Place du 13 mai, les blindés ont disparu. À leur place : une scène, Thiera Kougar et des duels de danse. Les pick-ups militaires ont cédé le terrain aux rythmes et aux verres levés.
« C’est pour célébrer le mouvement que la Gen Z a commencé. « Avant, on se faisait arrêter. Maintenant, on peut parler. » Fenitra Razafindramanga, 26 ans, capitaine de l’équipe nationale de rugby, célèbre ce droit retrouvé. Il est l’un des centaines de fêtards réunis dans la capitale.
– 22 morts dans les manifestations Gen Z –
Selon l’ONU, les manifestations ont fait au moins 22 morts et une centaine de blessés. Lancé par le collectif Gen Z, le mouvement dénonçait les coupures d’eau et d’électricité. Il s’est mué en contestation générale contre les dirigeants malgaches.
« On s’inquiète de la suite mais on savoure ce premier combat gagné qui nous a donné de l’espoir. « On continuera de se battre. » Fenitra Razafindramanga, chapeau Gen Z vissé sur la tête, ne lâche rien. Ancienne manifestante, elle incarne la persistance d’un mouvement né dans la rue.
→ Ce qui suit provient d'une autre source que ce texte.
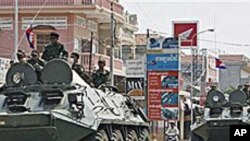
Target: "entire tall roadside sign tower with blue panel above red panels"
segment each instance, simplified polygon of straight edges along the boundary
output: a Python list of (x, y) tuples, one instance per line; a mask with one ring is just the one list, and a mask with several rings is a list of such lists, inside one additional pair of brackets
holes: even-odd
[(151, 120), (178, 119), (179, 58), (176, 38), (150, 39), (146, 68), (148, 118)]

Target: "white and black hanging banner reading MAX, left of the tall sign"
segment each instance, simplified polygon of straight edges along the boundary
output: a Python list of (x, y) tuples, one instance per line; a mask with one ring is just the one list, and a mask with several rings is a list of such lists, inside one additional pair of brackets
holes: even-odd
[(143, 59), (127, 60), (126, 63), (126, 94), (136, 100), (144, 100), (144, 61)]

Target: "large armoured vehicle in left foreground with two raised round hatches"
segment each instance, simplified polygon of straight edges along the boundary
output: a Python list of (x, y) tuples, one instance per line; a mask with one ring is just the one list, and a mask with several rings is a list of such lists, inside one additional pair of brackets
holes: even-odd
[(149, 122), (117, 89), (92, 88), (63, 60), (48, 62), (37, 78), (15, 63), (0, 92), (1, 141), (149, 141)]

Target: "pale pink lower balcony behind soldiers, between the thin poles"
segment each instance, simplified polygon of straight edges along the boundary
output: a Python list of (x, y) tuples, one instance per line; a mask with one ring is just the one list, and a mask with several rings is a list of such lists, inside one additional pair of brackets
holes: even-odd
[[(106, 61), (105, 68), (107, 70), (110, 70), (109, 56), (97, 53), (92, 54), (91, 70), (95, 70), (97, 68), (97, 64), (100, 57)], [(89, 53), (81, 54), (81, 63), (84, 66), (85, 70), (89, 71)], [(125, 76), (125, 72), (123, 71), (123, 61), (121, 59), (114, 59), (114, 74), (119, 76)]]

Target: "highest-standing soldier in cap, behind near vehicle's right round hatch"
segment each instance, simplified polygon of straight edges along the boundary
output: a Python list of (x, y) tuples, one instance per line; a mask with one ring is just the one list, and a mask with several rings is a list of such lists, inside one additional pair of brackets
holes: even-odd
[(55, 58), (65, 59), (65, 55), (68, 52), (64, 49), (64, 46), (58, 42), (59, 34), (52, 32), (50, 33), (51, 43), (45, 47), (42, 55), (42, 59), (45, 61), (50, 61)]

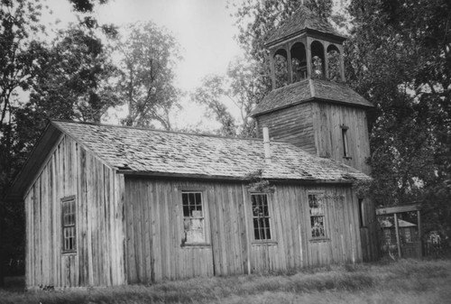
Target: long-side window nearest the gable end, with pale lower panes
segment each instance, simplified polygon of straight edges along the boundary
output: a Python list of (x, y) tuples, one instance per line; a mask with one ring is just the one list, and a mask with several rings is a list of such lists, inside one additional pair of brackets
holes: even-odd
[(205, 217), (202, 206), (202, 192), (182, 191), (183, 244), (205, 243)]

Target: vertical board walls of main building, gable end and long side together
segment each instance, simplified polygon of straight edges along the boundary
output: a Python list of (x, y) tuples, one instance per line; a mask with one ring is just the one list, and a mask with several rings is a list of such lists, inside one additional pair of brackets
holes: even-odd
[[(63, 136), (24, 198), (27, 286), (107, 286), (283, 271), (360, 262), (368, 254), (369, 236), (361, 237), (351, 187), (275, 186), (269, 194), (272, 242), (253, 242), (247, 184), (124, 178)], [(181, 245), (183, 189), (203, 192), (206, 244)], [(324, 240), (311, 239), (310, 190), (339, 198), (327, 199)], [(61, 253), (60, 199), (70, 196), (77, 205), (77, 253)]]

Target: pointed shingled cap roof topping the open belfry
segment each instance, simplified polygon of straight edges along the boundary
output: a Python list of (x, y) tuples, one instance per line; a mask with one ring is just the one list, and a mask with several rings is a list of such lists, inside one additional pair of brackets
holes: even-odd
[(268, 35), (265, 45), (270, 46), (308, 30), (332, 35), (341, 41), (345, 40), (345, 37), (336, 32), (330, 23), (313, 14), (306, 6), (300, 5), (299, 9), (290, 18), (286, 19), (281, 23), (281, 26)]

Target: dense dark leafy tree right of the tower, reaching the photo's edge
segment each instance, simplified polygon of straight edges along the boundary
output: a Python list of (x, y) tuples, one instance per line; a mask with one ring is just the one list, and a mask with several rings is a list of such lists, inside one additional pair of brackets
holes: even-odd
[(376, 106), (373, 194), (384, 205), (424, 203), (428, 224), (449, 233), (451, 4), (354, 0), (349, 12), (347, 75)]

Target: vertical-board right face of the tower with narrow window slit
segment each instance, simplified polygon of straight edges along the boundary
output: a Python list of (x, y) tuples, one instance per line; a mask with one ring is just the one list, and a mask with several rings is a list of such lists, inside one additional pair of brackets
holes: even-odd
[[(370, 156), (366, 112), (362, 108), (328, 103), (313, 103), (315, 143), (318, 156), (342, 161), (348, 166), (370, 174), (366, 158)], [(347, 147), (350, 158), (345, 158), (341, 125), (347, 129)]]

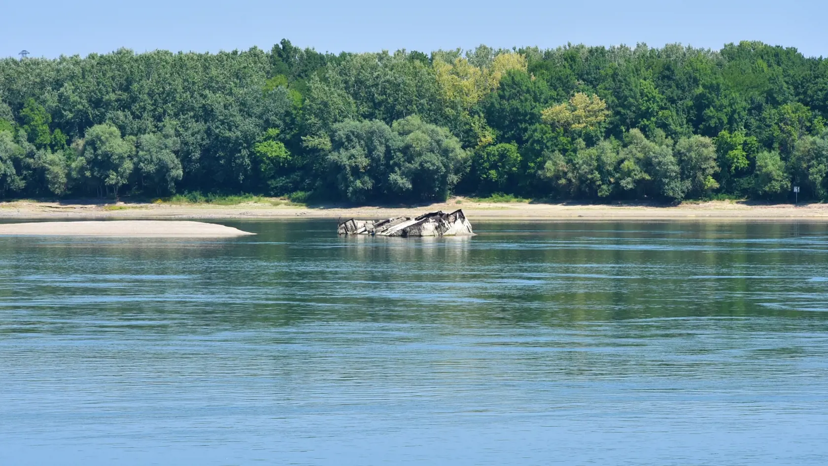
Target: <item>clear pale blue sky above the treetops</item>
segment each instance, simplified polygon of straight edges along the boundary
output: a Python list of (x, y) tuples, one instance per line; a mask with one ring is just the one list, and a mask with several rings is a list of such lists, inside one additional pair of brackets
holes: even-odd
[(759, 40), (828, 56), (826, 0), (267, 2), (0, 0), (0, 56), (269, 49), (282, 37), (318, 51), (555, 47), (566, 42), (719, 49)]

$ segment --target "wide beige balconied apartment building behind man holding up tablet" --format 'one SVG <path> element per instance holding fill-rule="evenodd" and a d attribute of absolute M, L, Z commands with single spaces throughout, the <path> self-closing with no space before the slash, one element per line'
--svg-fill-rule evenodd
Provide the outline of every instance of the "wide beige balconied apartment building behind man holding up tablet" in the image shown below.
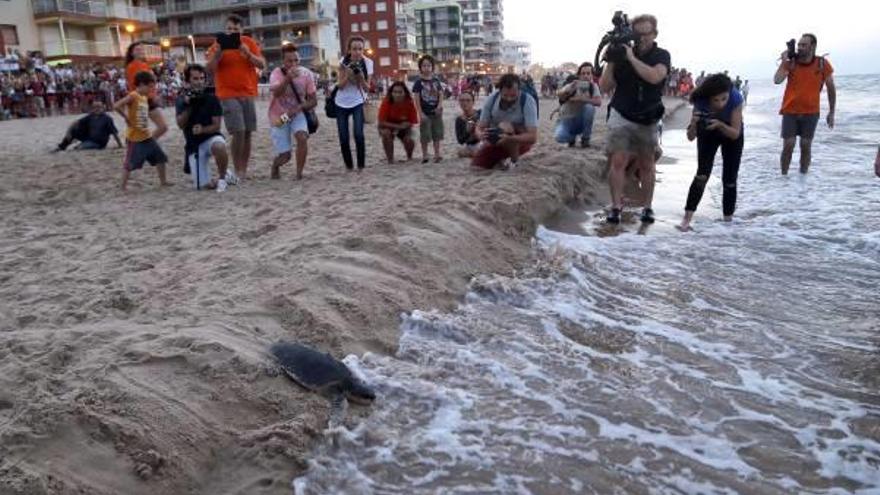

La préoccupation locale fait écho à l’alerte internationale. Mercredi, l’Union africaine a suspendu Madagascar de ses instances, avec effet immédiat. Le signal est clair : la rupture institutionnelle inquiète au-delà des frontières.
Le nouvel homme fort de l’île a promis des élections dans 18 à 24 mois et assuré mercredi préparer un « processus de consultation pour trouver un Premier ministre le plus vite possible ».
En attendant, une cour s’est réunie à la direction du Capsat mercredi. Des représentants de collectif de jeunesse, de la société civile ou d’organisation religieuse ont été reçus. D’autres visiteurs ont patienté des heures dans l’espoir d’une audience ou pour afficher une visite de courtoisie.
– La Gen Z soutient l’armée –
Critique de longue date du pouvoir d’Andry Rajoelina, le colonel Randrianirina avait été emprisonné plusieurs mois à partir de novembre 2023 pour incitation à la mutinerie en vue d’un coup d’État, selon des informations de presse.
La présidence a dénoncé « un acte clair de tentative de coup d’État » et souligné qu’Andry Rajoelina, exfiltrée par un avion militaire français d’après RFI, « reste pleinement en fonction ».
Le secrétaire général de l’ONU, par la voix de son porte-parole Stéphane Dujarric, s’est dit « profondément préoccupé par le changement inconstitutionnel de pouvoir à Madagascar ».
La France, l’ex-puissance coloniale, a jugé mercredi « essentiel que la démocratie, les libertés fondamentales et l’État de droit soient scrupuleusement préservés ».
Le mouvement Gen Z mené par les jeunes, qui a initié les manifestations à partir du 25 septembre, a salué l’intervention du colonel Randrianirina.
Andry Rajoelina, réélu lors d’un scrutin contesté en 2023, était arrivé une première fois au pouvoir en 2009 à la faveur d’un coup d’État soutenu par l’armée, dénoncé par la communauté internationale. Celle-ci avait gelé l’aide étrangère et les investissements pendant près de quatre ans.
Madagascar a une longue histoire de soulèvements populaires suivis de la mise en place de gouvernements militaires de transition.
Au moins 80% des 32 millions d’habitants de Madagascar vivent avec moins de 15 000 ariary par jour (2,80 euros), le seuil de pauvreté fixé par la Banque mondiale.